SERVICEMEN ARRIVING AT WAYCROSS ARMY AIRPORT. Waycross is said to be taking on an atmosphere of a military city, troops having occupied the Waycross Army Airport during the past few days.

COMMUNITY GARDENS SUPPLY SCHOOL LUNCHROOMS. In many Georgia counties the Extension Service reports that vegetables are being grown in community gardens for use in school lunchrooms.

August 28, 1942

NEW PASTOR FOR BAPTIST CHURCH ARRIVES. Rev. W.B. Hoats, new pastor of Folkston Baptist Church, with his wife and daughter, reached here this week from their former home at Brooklet, and have taken up residence in the Baptist Pastorium here.

WERDIE LECKIE GETS HIS WINGS WITH CANADIAN AIR FORCE. Werdie Leckie, son of Mr. and Mrs. T.E. Leckie, recently completed his training and received his wings as a pilot officer in the Canadian Air Force.
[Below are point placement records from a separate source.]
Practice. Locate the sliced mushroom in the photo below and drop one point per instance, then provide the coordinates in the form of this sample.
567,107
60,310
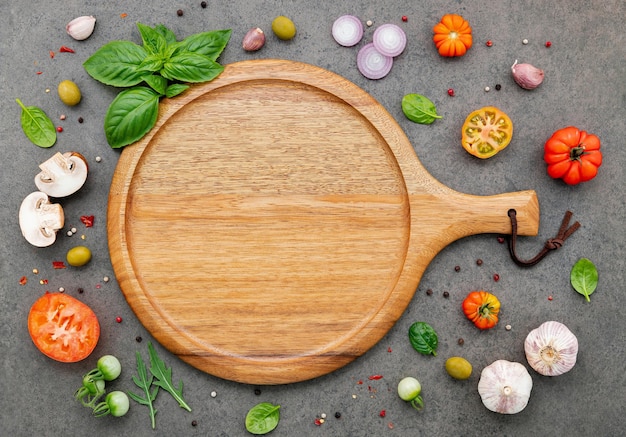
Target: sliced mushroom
40,220
62,174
ARGUMENT OVER $3.00 DEBT LEAVES ONE DEAD. An argument over a $3.00 debt led to the fatal shooting of Lawrence Wesley, 24, by Dorsey London, both Negroes, about 10:00 Sunday morning, the homicide occurring at the old White Place, just beyond Homeland, where London lived with his father-in-law. London had borrowed $3.00 from Wesley and promised to pay it Saturday night. When he failed to do so, Wesley went to his home Sunday and the fatal argument ensued.

AIRPLANE SPOTTERS GET NEW RULES FROM ARMY. This is to notify the public that by notice from Army Headquarters beginning August 28, all airplane spotters on duty at the local observation post must sign their names and times when going on and off duty. All spotters, who for any reason are unable to be at their watch, must find someone else to take their place. -- C.F. ADKINS, District Director

NEW BABY BOY FOR SWAIN FAMILY. Mr. and Mrs. Swain of Homeland are the proud parents of a baby boy, born Monday.